Reinforcement learning is a branch of machine learning. It is a general framework devoted to solving sequential decision problems in potentially unknown environments by finding the optimal way to make decisions. It is concerned with how software agents ought to take actions in an environment so as to maximize some notion of cumulative reward. The problem, due to its generality, is studied in many other disciplines, such as economics, psychology and neuroscience.
Historically, applications of reinforcement learning have been confined to environments with a small number of well-defined states and actions due to memory and computational constraints. Recent advances in hardware technology and deep learning have made it possible to apply these methods to highly complex environments as well. Deep reinforcement learning has been used to beat the best players in the world in the game of Go, to learn from visual input, and to solve three-dimensional locomotion tasks.
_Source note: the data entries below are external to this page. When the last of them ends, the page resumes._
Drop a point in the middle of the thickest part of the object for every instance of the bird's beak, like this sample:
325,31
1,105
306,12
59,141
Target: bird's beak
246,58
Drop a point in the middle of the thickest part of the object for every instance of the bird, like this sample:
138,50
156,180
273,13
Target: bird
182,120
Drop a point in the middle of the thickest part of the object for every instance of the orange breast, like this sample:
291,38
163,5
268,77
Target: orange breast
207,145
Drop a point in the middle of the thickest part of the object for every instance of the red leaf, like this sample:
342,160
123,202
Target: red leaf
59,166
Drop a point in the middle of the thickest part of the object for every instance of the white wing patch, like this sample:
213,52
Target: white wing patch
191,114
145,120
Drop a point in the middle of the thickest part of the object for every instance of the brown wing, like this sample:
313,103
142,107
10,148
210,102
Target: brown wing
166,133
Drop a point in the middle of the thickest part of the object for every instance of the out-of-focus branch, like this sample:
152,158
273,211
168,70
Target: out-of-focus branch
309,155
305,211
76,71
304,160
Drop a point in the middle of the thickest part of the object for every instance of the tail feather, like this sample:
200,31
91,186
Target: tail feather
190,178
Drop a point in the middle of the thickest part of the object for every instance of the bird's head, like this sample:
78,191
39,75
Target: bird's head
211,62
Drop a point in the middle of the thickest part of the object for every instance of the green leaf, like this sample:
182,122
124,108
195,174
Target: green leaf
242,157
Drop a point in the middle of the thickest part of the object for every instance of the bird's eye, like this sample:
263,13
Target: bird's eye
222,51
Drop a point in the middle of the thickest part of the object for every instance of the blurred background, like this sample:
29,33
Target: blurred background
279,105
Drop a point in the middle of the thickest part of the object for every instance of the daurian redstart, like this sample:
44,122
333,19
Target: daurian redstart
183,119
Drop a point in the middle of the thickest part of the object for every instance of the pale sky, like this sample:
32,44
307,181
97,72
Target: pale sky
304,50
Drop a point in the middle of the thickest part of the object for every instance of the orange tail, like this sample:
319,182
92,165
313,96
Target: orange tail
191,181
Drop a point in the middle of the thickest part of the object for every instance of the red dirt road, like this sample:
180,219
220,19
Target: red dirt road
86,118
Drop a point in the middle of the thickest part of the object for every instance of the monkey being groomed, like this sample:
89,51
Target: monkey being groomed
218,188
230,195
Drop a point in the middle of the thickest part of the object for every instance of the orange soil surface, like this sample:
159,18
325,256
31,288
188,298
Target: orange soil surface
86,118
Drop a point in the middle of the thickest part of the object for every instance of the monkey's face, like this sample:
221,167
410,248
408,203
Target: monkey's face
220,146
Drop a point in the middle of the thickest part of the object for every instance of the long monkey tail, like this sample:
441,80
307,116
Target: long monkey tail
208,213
Research in the field has mainly focused on improving the training and optimization methods. Although one of the most significant applications of deep learning is image recognition, there has been little research published that analyzes the image processing part of the agent models that operate on visual input. Deep architectures and regularization methods used in the computer vision literature tend to perform poorly in the reinforcement learning setting, and structural modifications as a way of improving performance have been mostly sidelined.
In this paper, I study how altering the model structure of a deep neural network agent that observes its environment visually affects its performance in the reinforcement learning setting. After introducing the background literature, I show how the advantage actor critic reinforcement learning method performs in multiple visually observable environments using one of the most commonly used agent models. I then analyze how changes made to this model alter the agent’s performance.